Nor is there a problem with autocorrelation:

> durbin.watson(runs.mdl)
 lag Autocorrelation D-W Statistic p-value
   1     0.003318923      1.983938   0.884
 Alternative hypothesis: rho != 0

Or with singularity:

> runs.mdl <- lm(
+    formula=runs~singles+doubles+triples+homeruns+
+                 walks+hitbypitch+sacrificeflies+
+                 stolenbases+caughtstealing,
+    data=team.batting.00to08,singular.ok=FALSE)

If a model has problems with heteroscedasticity or outliers, consider using a resistant or robust regression function, as described in Robust and Resistant Regression. If the data is homoscedastic and not autocorrelated, but the error form is not normal, then a good choice is ridge regression, which is described in Ridge Regression. If the predictors are closely correlated (and nearly collinear), then a good choice is principal components regression, as described in Principal Components Regression and Partial Least Squares Regression.

Robust and Resistant Regression

Often, ordinary least squares regression works well even with imperfect data. However, it’s better in many situations to use regression techniques that are less sensitive to outliers and heteroscedasticity. With R, there are alternative options for fitting linear models.

Resistant regression

If you would like to fit a linear regression model to data with outliers, consider using resistant regression. Using the least median squares (LMS) and least trimmed squares (LTS) estimators:

library(MASS)
## S3 method for class 'formula':
lqs(formula, data, ...,
    method = c("lts", "lqs", "lms", "S", "model.frame"),
    subset, na.action, model = TRUE,
    x.ret = FALSE, y.ret = FALSE, contrasts = NULL)

## Default S3 method:
lqs(x, y, intercept = TRUE, method = c("lts", "lqs", "lms", "S"),
    quantile, control = lqs.control(...), k0 = 1.548, seed, ...)

Robust regression

Robust regression methods can be useful when there are problems with heteroscedasticity and outliers in the data. The function rlm in the MASS package fits a model using MM-estimation:

## S3 method for class 'formula':
rlm(formula, data, weights, ..., subset, na.action,
    method = c("M", "MM", "model.frame"),
    wt.method = c("inv.var", "case"),
    model = TRUE, x.ret = TRUE, y.ret = FALSE, contrasts = NULL)

## Default S3 method:
rlm(x, y, weights, ..., w = rep(1, nrow(x)),
    init = "ls", psi = psi.huber,
    scale.est = c("MAD", "Huber", "proposal 2"), k2 = 1.345,
    method = c("M", "MM"), wt.method = c("inv.var", "case"),
    maxit = 20, acc = 1e-4, test.vec = "resid", lqs.control = NULL)

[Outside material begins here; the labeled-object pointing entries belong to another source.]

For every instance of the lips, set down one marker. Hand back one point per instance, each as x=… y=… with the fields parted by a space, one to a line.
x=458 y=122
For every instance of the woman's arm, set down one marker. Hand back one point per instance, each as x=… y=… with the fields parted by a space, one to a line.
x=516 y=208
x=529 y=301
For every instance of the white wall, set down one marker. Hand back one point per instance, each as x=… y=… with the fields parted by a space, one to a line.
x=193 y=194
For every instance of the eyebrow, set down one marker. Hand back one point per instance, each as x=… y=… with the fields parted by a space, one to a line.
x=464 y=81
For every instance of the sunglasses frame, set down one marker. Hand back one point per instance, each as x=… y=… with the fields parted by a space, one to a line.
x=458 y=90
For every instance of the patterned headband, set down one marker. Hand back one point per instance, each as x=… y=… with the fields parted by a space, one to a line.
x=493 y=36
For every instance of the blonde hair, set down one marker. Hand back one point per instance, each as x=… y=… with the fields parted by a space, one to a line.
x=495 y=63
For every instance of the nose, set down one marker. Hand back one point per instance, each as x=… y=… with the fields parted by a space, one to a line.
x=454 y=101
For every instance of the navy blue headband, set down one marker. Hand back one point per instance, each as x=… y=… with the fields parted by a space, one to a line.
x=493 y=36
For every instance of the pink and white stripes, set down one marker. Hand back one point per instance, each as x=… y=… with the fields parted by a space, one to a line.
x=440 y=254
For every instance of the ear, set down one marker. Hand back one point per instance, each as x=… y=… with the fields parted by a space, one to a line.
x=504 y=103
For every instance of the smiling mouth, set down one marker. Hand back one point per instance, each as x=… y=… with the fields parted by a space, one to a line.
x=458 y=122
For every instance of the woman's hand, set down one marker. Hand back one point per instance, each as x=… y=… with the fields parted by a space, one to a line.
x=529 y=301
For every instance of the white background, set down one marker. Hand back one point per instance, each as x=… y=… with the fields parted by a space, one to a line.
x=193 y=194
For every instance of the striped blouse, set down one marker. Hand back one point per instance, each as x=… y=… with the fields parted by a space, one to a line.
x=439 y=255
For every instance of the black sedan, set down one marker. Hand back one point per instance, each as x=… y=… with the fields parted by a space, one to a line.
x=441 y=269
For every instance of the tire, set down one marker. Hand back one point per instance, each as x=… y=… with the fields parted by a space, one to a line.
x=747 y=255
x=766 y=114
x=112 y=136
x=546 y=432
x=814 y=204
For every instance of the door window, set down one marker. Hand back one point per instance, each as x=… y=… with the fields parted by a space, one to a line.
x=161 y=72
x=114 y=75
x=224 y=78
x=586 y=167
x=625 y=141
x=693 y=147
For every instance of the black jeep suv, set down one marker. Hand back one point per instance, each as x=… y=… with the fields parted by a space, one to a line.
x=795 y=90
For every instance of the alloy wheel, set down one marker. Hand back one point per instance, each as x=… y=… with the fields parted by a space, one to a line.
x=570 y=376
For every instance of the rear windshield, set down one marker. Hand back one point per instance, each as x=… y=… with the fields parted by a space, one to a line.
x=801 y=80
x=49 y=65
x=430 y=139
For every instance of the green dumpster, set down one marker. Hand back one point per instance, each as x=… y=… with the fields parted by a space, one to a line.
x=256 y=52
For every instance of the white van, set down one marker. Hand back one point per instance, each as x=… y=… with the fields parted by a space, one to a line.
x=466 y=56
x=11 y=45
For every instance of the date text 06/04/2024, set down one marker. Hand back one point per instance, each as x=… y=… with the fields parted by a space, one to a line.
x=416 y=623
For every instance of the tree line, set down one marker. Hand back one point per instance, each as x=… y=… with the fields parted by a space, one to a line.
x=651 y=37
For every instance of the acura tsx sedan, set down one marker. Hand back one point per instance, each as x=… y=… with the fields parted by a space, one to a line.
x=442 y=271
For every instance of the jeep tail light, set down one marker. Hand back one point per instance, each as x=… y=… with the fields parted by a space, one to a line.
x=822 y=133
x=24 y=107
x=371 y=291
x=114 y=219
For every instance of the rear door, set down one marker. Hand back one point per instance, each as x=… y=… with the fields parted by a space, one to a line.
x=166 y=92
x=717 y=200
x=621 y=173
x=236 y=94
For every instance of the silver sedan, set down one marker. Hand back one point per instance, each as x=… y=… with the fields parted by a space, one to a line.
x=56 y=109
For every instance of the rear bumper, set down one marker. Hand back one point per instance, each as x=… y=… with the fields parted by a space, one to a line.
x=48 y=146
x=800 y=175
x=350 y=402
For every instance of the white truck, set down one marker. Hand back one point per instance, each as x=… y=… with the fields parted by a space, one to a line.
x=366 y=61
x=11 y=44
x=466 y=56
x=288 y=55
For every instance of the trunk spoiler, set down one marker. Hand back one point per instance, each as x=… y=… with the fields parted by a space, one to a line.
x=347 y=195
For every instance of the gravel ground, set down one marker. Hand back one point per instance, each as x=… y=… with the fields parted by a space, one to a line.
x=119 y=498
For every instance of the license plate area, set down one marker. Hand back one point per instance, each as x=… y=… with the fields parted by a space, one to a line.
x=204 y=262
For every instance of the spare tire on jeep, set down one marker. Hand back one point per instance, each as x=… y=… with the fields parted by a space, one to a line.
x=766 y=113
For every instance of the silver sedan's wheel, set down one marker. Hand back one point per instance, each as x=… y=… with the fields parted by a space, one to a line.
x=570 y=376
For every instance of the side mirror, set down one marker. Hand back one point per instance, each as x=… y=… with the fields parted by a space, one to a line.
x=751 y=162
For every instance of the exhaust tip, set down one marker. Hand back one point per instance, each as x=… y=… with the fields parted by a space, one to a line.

You may also want to try the function lmRob in the robust package, which fits a model using MS- and S-estimation:

library(robust)
lmRob(formula, data, weights, subset, na.action, model = TRUE, x = FALSE,
            y = FALSE, contrasts = NULL, nrep = NULL,
            control = lmRob.control(...), genetic.control = NULL, ...)

Comparing lm, lqs, and rlm

As a quick exercise, we’ll look at how lm, lqs, and rlm perform on some particularly ugly data: U.S. housing prices. We’ll use Robert Shiller’s home price index as an example, looking at home prices between 1890 and 2009.^[57] First, we’ll load the data and fit the data using an ordinary linear regression model, a robust regression model, and a resistant regression model:

> library(nutshell)
> data(shiller.index)
> hpi.lm <- lm(Index~Year, data=shiller.index)
> hpi.rlm <- rlm(Index~Year, data=shiller.index)
> hpi.lqs <- lqs(Index~Year, data=shiller.index)

Now we’ll plot the data to compare how each method worked. We’ll plot the models using the abline function because it allows you to specify a model as an argument (as long as the model function has a coefficient function):

> plot(hpi, pch=19, cex=0.3)
> abline(reg=hpi.lm, lty=1)
> abline(reg=hpi.rlm, lty=2)
> abline(reg=hpi.lqs, lty=3)
> legend(x=1900, y=200, legend=c("lm", "rlm", "lqs"), lty=c(1, 2, 3))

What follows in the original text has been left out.